I will disagree with this. I am fully expecting basically another Digital Anvil situation.
Under what circumstance do you see ANY company taking on a $160+ million (that we know of, and assuming it's true - and not including the loans and other financial liabilities the public doesn't know about) liability tied to a highly toxic community involved in a project that's an industry joke? Are you serious?
I have been around for over 30 years and seen all kinds of industry deals come and go; so believe me when I tell you this: it's never - ever - going to happen. For one thing, any such deal would mean Chris admitting that he has failed. Then he has to deal with the professional and personal legal liabilities tied to that failure, and any such deal.
No, I don't see that happening. They will continue to limp along, people will continue to leave as they have been doing, until the whole thing is no more.
And I do believe the game can be made (minus all the feature creep beyond the stretch goals) under the right leadership.
Then it won't be the "game" promised, will it? :colbert:
Plus, they simply DO NOT have the tech required to build the game they promised. And even if they did have the tech, they DO NOT have the experience team capable of pulling it off. They've had 6 years + $160 million + 500 (at some point or another) so far, and they aren't even 15% of the way there.
Did you happen to catch my live stream of UCCE from this past week? If not, you should watch it. It's rather long (6+ hours), and didn't even cover 50% of the game's features and tech; which is why I said that I am going to be covering other parts this weekend. So, if you did watch it, at which point did it occur to you that pretty much everything CIG promised with Star Citizen, aside from the fps inside station & ship (which Line Of Defense already has), is already implemented in a custom game engine that's almost 20 years old?
That's why I said they can't do it. It goes beyond having the tech. That's why all kinds of games from leading devs and publishers, fail. Look at the recent Lawbreakers fps action game as an example. Or the likes of COD:IW, MA:E. A lot goes into a game other than just the engine.
I also don't think what is obviously a cash cow can be ignored.
OK, so how do you turn a $160+ million liability into a "cash cow"? You don't own a business do you? If you did, you would know that the math will never work.
Sorry, late night posting, I missed some details in my post.

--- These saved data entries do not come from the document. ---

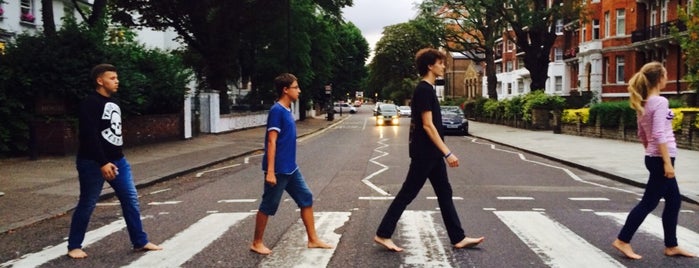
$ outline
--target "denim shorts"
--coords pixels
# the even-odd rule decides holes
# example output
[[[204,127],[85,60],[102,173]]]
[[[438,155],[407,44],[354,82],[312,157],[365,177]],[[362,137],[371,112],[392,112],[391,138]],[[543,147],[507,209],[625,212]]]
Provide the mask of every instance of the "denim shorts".
[[[277,173],[275,175],[277,176],[277,185],[271,186],[265,183],[265,192],[262,194],[262,202],[259,208],[262,213],[266,215],[277,213],[279,202],[285,190],[294,199],[299,208],[313,205],[313,194],[308,185],[306,185],[306,180],[304,180],[299,169],[296,169],[291,174]]]

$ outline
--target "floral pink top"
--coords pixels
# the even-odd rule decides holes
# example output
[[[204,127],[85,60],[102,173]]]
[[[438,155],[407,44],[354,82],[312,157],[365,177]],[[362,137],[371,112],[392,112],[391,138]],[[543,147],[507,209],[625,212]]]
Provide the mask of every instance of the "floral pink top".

What I am saying is the dissolution of the company, where the assets would be sold off, like auctioned by court order, where a company would buy that stuff and not have any of the liabilities of CIG at all. Then the company would finish off the games to a reasonable state, finds ways to keep on monetizing the people who bought the games. Now in my opinion what ever company that buys the assets to finish the games in a reasonable state, they would want to avoid further PR drama and would most likely still give the games to the backers though they would not be obligated to since the company did not buy the liabilities but only the assets.
My knowledge of making games at this level is limited, so bear with me on this.
What are their assets right now? I'm going to assume:
- Trademarks and names
- Art assets (models, textures)
- Game levels
- Game engine
- Code
The trademarks and names are only worth something if the buyer has a desire to continue the project as is.
The art assets are worth something if the buyer is either continuing the project or is making something that could use them, which would cut down on the work. Same goes for game levels.
Game engine: they've modified an existing engine, I think? I don't even know if that's marketable, it would depend on the original engine's TOS.
Code: only worth something if they've gotten a software patent, or if they've figured out something special. Which only applies to the US.
The truth is, unless you're making Star Citizen, I think their assets are worthless. Except for the workstations, furniture, software licenses, etc., which would be auctioned off separately.